According to Platts, Venezuela’s November oil production averaged only 430,000 bpd. Even though Venezuela has (according to OPEC) the largest oil reserves on the planet, it is barely producing any oil and is forced to import gasoline. During the campaign, Biden indicated that he would not ease the sanctions on Venezuela, which prevent it from exporting oil and importing gasoline. (It should be noted that according to TankerTrackers.com, Venezuela continues to export some oil via similar clandestine methods used by Iran).

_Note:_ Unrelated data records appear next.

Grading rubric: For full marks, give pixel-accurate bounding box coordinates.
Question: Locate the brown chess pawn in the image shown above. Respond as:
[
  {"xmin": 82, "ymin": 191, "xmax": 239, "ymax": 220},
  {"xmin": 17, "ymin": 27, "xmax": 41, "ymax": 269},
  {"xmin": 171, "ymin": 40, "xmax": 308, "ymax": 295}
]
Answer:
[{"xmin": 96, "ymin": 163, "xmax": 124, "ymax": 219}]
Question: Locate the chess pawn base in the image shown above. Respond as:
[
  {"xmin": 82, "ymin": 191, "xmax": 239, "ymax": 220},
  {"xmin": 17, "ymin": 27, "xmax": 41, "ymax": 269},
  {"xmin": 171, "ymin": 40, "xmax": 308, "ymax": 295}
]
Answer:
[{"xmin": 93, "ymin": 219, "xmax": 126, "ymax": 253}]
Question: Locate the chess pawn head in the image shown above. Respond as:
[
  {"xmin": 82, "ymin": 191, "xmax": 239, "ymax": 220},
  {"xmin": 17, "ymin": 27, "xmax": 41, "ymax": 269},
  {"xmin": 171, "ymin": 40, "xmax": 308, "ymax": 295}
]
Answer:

At the beginning of 2020, the U.S. sanctioned an arm of Rosneft (MCX:ROSN) that had assets in Venezuela and had been selling Venezuelan oil. Rosneft sold these assets to the Russian government and neither Russia nor Rosneft is currently marketing Venezuelan oil.

Other companies like ENI (MI:ENI), Repsol (MC:REP) and Reliance (NYSE:RS), had been bartering Venezuelan heavy oil for refined products, but the threat of secondary sanctions from the U.S. compelled them to cease operations in Venezuela.

Unless sanctions are lifted, it seems that Venezuela’s role in the market in 2021 may be limited to that of a consumer of refined products. Otherwise, barring a political shift in Venezuela or a major shift in U.S. policy, markets and traders are not expecting much from this South American country in the near future.

3. China

China’s oil demand is playing a major role in oil markets at the end of 2020. Orders for crude oil for January and February from the nation have been robust and are seen as one of the drivers of oil’s recent rally.

Another plan for 2021: China looks to add and fill another 100 million barrels worth of new state-owned storage tanks in 2021. (For comparison, global oil demand over the last few years have been around 100 million barrels per day).

Private oil refiners and storage facilities are also set to grow in 2021. This information indicates higher demand out of China next year, which, of course, is a good sign for the price of oil.